The reason we choose a node with height h or h + 1 is because if we are at a node of height h, and we move to its parent node, then the height of the new (parent) node might increase by 2 (to h + 1), since the sibling of node from which we moved up might have a height greater (by 1) than its sibling.

Let u denote the parent of v.

Form a new tree whose root contains the key x, whose left sub-tree is the sub-tree rooted at v and whose right sub-tree is T'2.

Note that this is a valid binary search tree, since all the keys in the sub-tree rooted at v are in T1 and, hence, smaller than x, and, by construction, x is smaller than or equal to all elements in T'2. The balance factor of the root of this new tree is h - h' which is either -1 or 0, so this new tree is a valid AVL tree. The height of this new tree is h' + 1, which is 1 bigger than v's height. Let the root of this new tree be the right child of u, in place of v. Again, since all keys in this new tree are at least as big as u, this results in a valid binary search tree. This part of the construction takes constant time.

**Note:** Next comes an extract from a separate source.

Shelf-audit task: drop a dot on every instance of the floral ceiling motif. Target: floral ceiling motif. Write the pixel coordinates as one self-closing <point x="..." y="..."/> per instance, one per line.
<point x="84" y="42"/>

Now, as in the INSERT algorithm, we go up the tree, starting at u, fixing balance factors and perhaps doing a rotation. This takes O(h1) time. Note that the correctness follows from the condition at u before this process is begun is a condition that can arise during the INSERT algorithm.

Since h1, h2 ∈ O(log n), the total time taken by this algorithm is in O(log n).